Each of the four videos is short and insightful.
- Part One: How crisis situations provide new opportunities and what you should be doing right now to prepare for them.
- Part Two: How to quickly become educated on any market you want to participate in.
- Part Three: A simple technique that will improve your ability to find opportunities by being in the right place at the right time with the right people.
- Part Four: The two essential skills THINKERS use to determine the best opportunity for them.
Now on to this week's links ...
By learning more about others, we learn more about ourselves
There are over 7.5 billion people in the world today and every one of us thinks in a different way.
Sure there are people that have similar view points. It’s why we are able to gather around particular causes. But at their core, we do things for different reasons.
It’s this particular fact that has gotten me so interested in people and found a deeper appreciation for people.
It was through that fact as well that I learned a valuable lesson.

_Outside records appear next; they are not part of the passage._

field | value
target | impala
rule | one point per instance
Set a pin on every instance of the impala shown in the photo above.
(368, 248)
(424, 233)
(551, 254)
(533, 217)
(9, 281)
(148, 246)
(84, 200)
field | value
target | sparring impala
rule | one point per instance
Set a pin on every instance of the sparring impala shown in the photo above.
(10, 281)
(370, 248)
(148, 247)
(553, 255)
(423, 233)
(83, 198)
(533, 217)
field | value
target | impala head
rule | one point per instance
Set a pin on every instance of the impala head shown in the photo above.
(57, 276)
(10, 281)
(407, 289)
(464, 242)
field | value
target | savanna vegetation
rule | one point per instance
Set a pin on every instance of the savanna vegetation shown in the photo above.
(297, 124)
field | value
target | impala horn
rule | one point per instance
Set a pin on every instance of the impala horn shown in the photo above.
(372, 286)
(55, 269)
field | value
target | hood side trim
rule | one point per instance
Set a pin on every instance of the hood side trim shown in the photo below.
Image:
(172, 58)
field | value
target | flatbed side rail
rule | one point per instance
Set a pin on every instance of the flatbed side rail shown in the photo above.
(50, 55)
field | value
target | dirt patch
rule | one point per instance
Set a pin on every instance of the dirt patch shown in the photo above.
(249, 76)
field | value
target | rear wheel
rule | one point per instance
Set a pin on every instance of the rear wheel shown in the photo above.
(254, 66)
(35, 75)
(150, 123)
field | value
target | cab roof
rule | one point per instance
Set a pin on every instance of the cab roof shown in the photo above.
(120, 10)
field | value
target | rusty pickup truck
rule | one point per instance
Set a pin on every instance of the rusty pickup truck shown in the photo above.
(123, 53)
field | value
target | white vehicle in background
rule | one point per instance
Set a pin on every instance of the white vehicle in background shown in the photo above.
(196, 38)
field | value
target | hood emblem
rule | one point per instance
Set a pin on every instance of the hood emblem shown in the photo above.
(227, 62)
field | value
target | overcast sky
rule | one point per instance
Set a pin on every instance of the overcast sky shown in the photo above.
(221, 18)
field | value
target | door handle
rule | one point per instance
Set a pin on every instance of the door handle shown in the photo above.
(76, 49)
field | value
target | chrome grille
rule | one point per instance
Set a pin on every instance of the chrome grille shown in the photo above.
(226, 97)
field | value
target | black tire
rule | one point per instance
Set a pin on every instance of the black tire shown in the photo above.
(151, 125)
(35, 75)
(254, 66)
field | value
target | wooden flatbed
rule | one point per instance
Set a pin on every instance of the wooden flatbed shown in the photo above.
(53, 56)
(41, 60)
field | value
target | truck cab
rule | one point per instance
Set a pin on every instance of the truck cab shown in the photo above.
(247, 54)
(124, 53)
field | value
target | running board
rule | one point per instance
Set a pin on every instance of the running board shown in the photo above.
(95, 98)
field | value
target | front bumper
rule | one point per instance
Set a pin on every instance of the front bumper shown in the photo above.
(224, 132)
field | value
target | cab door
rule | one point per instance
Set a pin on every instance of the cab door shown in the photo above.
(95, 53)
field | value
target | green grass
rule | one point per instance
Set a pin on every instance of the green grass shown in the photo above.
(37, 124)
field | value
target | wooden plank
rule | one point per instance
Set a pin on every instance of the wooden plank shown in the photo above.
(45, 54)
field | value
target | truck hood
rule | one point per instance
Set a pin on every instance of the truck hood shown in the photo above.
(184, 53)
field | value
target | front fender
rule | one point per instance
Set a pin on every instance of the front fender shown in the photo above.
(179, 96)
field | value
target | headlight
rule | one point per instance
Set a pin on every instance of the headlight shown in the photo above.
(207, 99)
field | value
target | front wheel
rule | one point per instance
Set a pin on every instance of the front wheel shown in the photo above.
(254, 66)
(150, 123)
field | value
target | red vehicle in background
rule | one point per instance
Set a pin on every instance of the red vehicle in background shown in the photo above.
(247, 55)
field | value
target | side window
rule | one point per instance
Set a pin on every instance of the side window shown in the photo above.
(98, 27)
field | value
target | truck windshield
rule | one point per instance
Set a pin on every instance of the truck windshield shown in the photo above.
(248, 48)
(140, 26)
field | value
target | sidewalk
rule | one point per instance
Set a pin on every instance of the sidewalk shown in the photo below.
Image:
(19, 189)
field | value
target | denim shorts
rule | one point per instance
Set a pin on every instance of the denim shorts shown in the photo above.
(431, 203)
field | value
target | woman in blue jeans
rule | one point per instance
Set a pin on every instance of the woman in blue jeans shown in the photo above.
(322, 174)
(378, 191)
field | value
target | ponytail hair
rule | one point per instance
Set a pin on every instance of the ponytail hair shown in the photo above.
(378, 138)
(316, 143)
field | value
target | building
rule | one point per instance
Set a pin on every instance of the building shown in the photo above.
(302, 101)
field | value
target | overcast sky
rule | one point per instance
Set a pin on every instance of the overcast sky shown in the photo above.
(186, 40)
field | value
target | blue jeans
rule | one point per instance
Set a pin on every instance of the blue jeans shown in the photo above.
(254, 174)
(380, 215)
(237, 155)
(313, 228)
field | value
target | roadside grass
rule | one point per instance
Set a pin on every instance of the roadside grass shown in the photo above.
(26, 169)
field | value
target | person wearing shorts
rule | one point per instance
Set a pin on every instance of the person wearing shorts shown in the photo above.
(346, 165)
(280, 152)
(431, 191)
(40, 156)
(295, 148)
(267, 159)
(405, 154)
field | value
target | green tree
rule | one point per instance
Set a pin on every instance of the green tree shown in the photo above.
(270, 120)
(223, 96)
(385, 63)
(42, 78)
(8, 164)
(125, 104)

That lesson being that we need to appreciate the differences in perspective and therefore people.
In fact, by embracing these differences we can better learn ourselves in ways we can’t imagine on our own.
Read:Why A Difference In Perspective Can Help You Understand Yourself (Eric Burdon)
More perspectives lead to better ideas
The fact is that if you want to build teams or organizations capable of innovating, you need diversity.
Diversity enhances creativity. It encourages the search for novel information and perspectives, leading to better decision making and problem solving. Diversity can improve the bottom line of companies and lead to unfettered discoveries and breakthrough innovations. Even simply being exposed to diversity can change the way you think.
This is not just wishful thinking: it is the conclusion I draw from decades of research from organizational scientists, psychologists, sociologists, economists and demographers.
Read:How Diversity Makes Us Smarter (Scientific American)
You may be at home, but you don't have to be (or feel) alone
1. Reimagine commute time
Sweet, now that everyone is remote you can roll straight from bed into work! Not quite. You don’t have to commute to and from work at the moment, but you can reimagine this time.
Schedule “coffee” with a different team member during your former car-ride or subway-schlep time each morning and take this time to catch up over the phone, video call, or even text chat. Get your team to sign up for coffee talks with each other and create a solid rotation throughout the whole office. You’ll gain social time, mentorship, different perspectives, and regain some of the spontaneous conversations that are lost in remote working.
You can reimagine your commute home as well… There’s no risk of drinking and driving when there’s no actual drive. May we suggest grabbing a quarantini with some coworkers over a video call?
Read:9 Creative Ways to Stay Connected to Your Coworkers When You're All Working From Home (The Muse)
Quote of the week
“It is a narrow mind which cannot look at a subject from various points of view.”